If you skip the character upload, the output uses a default biped. You can still retarget this animation to your own character inside your DCC or engine after the fact. Use the "animation only" export option when you plan to handle retargeting downstream.
Tips for Better Results
For Text-to-Motion: describe motion, not story. Every word in the prompt should describe something the body physically does. Cut context, setting, and narrative, and focus entirely on movement.
For Text-to-Motion: use a seed when iterating on quality settings. Fix the seed so you can compare the effect of changing steps or CFG without random variation introducing noise into your comparison.
For Video-to-Motion: trim before uploading. The model captures everything in the video. Any idle, setup, or unintended motion appears in the output. Trim as precisely as possible.
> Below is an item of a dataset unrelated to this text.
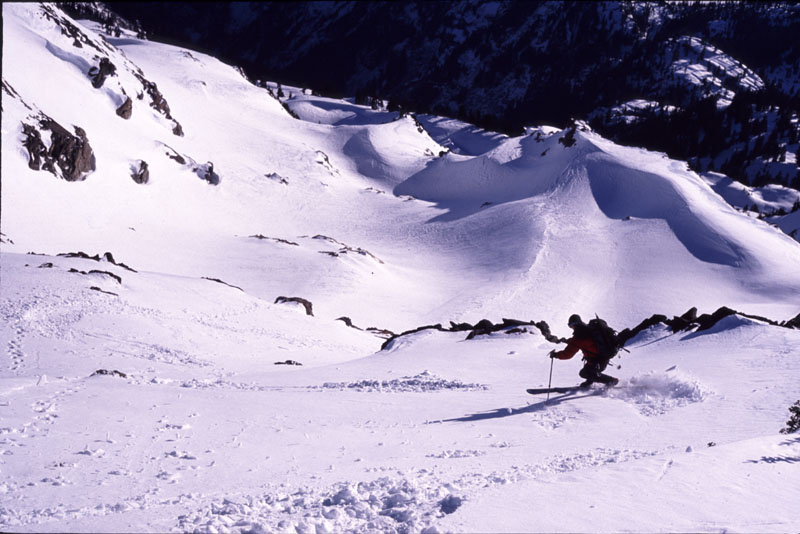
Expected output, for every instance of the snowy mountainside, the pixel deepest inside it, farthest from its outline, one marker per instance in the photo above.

For both: upload your character file when you know the target. Retargeting at generation time is faster and cleaner than doing it manually after the fact. Upload the mesh you intend to use and the output arrives already fitted to your rig.
For both: start with a short test clip before committing to a long generation. Run 3 to 5 seconds first to verify the motion concept works, then re-run at the final duration you need.
Known Limitations
Human motion only. Both models are trained on human motion capture. Non-human creatures, quadrupeds, and highly stylized or mechanical motion are not within the intended use case and may produce poor results.
Maximum clip length is 10 seconds. Longer sequences need to be assembled from multiple clips in your DCC.
Video-to-Motion has no quality controls. Unlike Text-to-Motion, there are no steps or guidance parameters. Output quality is determined entirely by the input video. Improving the result means improving the input.
Fine details need cleanup. Complex hair, loose clothing, and partially occluded limbs are challenging for both models. Expect to do some cleanup in a DCC for production assets.
Use Cases
Game development: Generate locomotion, combat, idle, and interaction animations without a mocap session. Use Text-to-Motion for common actions, Video-to-Motion to capture specific movements from reference footage.
Film and previs: Block out character performance and staging from a text description, or extract timing from on-set actor reference, before committing to keyframe animation or full mocap.
Virtual humans and avatars: Build motion libraries for social platform avatars, virtual presenters, or interactive characters quickly from prompts or reference clips.
Rapid prototyping: Validate animation concepts, camera angles, and character blocking early in production without needing an animator for every iteration.